Navigating an Inheritance
|

Navigating an Inheritance

In life, there are two guarantees: death and taxes. Unfortunately, people often do not think about what happens to their estate after they are gone, leaving behind personal items, bank accounts, investments, etc. for their loved ones to sort on their own. This can be an overwhelming task for people who have never been in that position before and are unfamiliar with the process, all while dealing with their grief. At B&C Financial Advisors, we have unfortunately seen this happen, which is why we encourage our clients to establish an estate plan, which can make things much simpler to deal with for a grieving family.
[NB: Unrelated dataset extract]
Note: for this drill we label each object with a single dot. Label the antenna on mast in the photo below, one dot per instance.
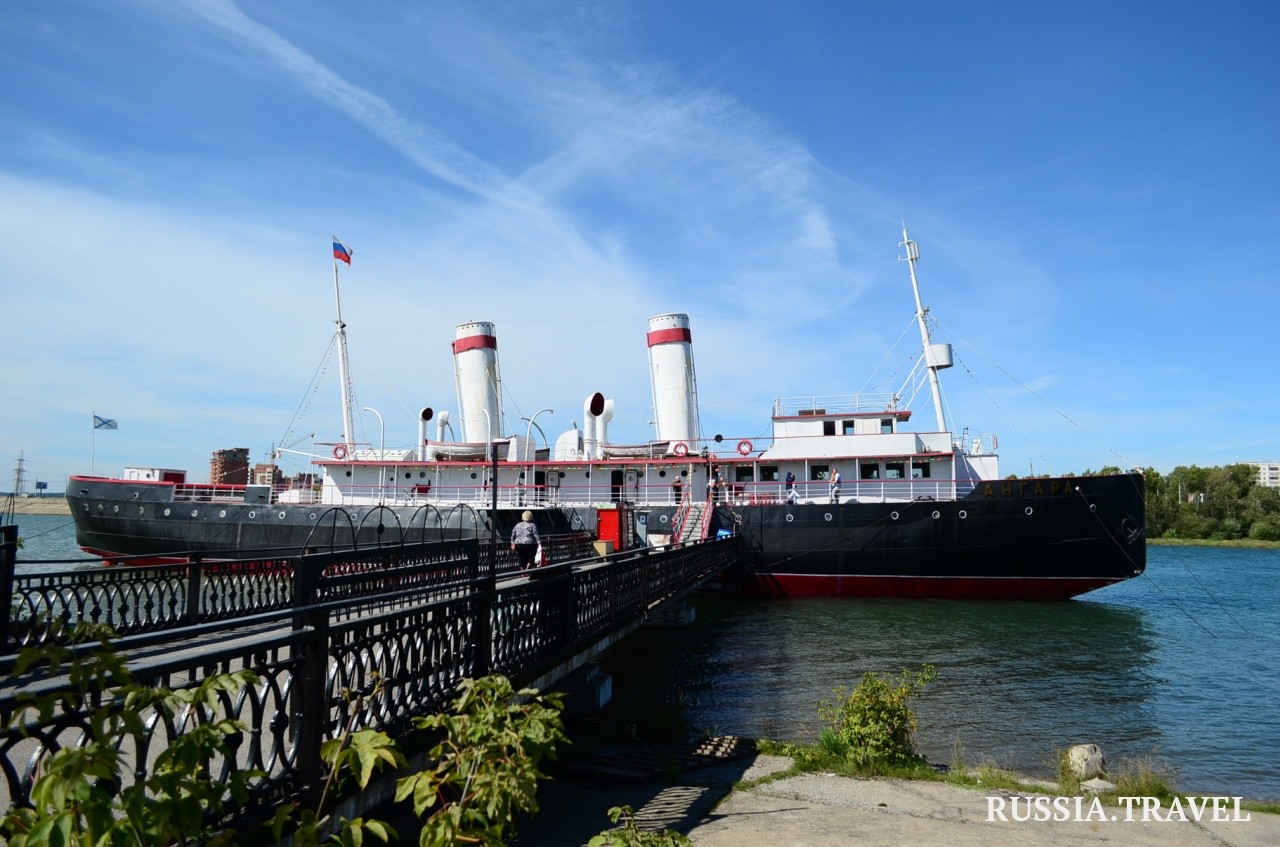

In this article, we will explain some of the steps involved to help you gain an understanding of what can be expected if you receive an inheritance that is not so cut and dry.

Most people have a will in place, which outlines their final wishes. However, if they did not have all their assets in a trust, you will need to go through the probate process. Probate is the judicial process of administering the will and making sure the decedent’s wishes are being honored. Each state is a little different, but the general process is to:

  1. File the petition of administration with the circuit court in the county where the decedent lived at the time of death. The will is needed, and a personal representative will be appointed for the estate.
  2. Notify all creditors and any claims must be paid before distribution of assets from the estate.
  3. Take inventory of the estate to get a valuation. This will include all bank accounts, investments, homes, cars, artwork, etc. Sometimes this can be easy to value, such as bank accounts, but valuing certain items, such as artwork, may take a specialist to help.
  4. After a certain time, depending on the state, the claims period will end, and the estate must pay all valid claims. After this period, if a claim comes in it is considered invalid and does not need to be paid.
  5. Get a final accounting of the estate to distribute the assets per the will of the decedent. This will need to be filed with the court and approved.

One of the most common inheritances people receive is in an individual retirement account, or IRA. Depending on your relationship with the decedent, there are certain rules with respect to distributing these assets. For example, if you are a non-spouse heir, you must distribute the entire IRA by the end of the 10th year following death. This can be intimidating when you think about the taxes you will be paying if the IRA has a substantial amount of assets in it, since every dollar that is distributed becomes taxable income to you. You must then plan for these required minimum distributions (RMDs) to determine the amount and timing of the distributions based on your personal income and tax situation.

If you believe your income is going to be higher in the future, it may make sense to take more funds out of the IRA earlier. However, if you are close to retirement yourself, it may make more sense to wait until you are in retirement with a lower taxable income. Planning for these distributions is different for every individual, so what works for someone else may not apply to your own financial situation.

Another consideration to make is whether you would like to reinvest the funds that are distributed. You may find, at the time you inherit or distribute funds from the IRA, you do not need the money to cover your living expenses. If so, you could decide to transfer the assets into a taxable account (e.g. brokerage or joint account). You also have the option of paying the taxes to the IRS directly from the IRA at the time you make a distribution, or you can pay them when filing your taxes the following year.

A Roth IRA is another very common inheritance. This type of account has the same 10-year rules as a traditional inherited IRA for a non-spouse beneficiary (a spouse who inherits either type of IRA can treat the account as if it was their own). Because distributions from a Roth IRA are not a taxable event, it is usually best to keep the funds in the Roth IRA until year ten. This allows you to have tax-free growth for ten years. Again, if you do not need the funds at the time of distribution, you also have the option to move the funds to a taxable account to keep the account invested.

While death is an unfortunate part of life, it is likely you or someone you love will find themselves dealing with these types of decisions. Understanding the process and getting a team of people who can help you facilitate this is one of the best things you can do for your mental health during this emotional time. Each person’s estate is different and unique to them. Honoring your loved one’s decision and making sure the estate is distributed per their will is the best way to let their memory live on for the people who were most important to them.

Once you receive an inheritance, it is up to you to make the decisions about what you would like to do with the money. Everyone has different financial goals in their life, and making the right decisions for you with the right people on your side will make a difference in the longevity of the money and achieving your goals. Knowing these rules and the process will hopefully help alleviate some stress during an emotional time.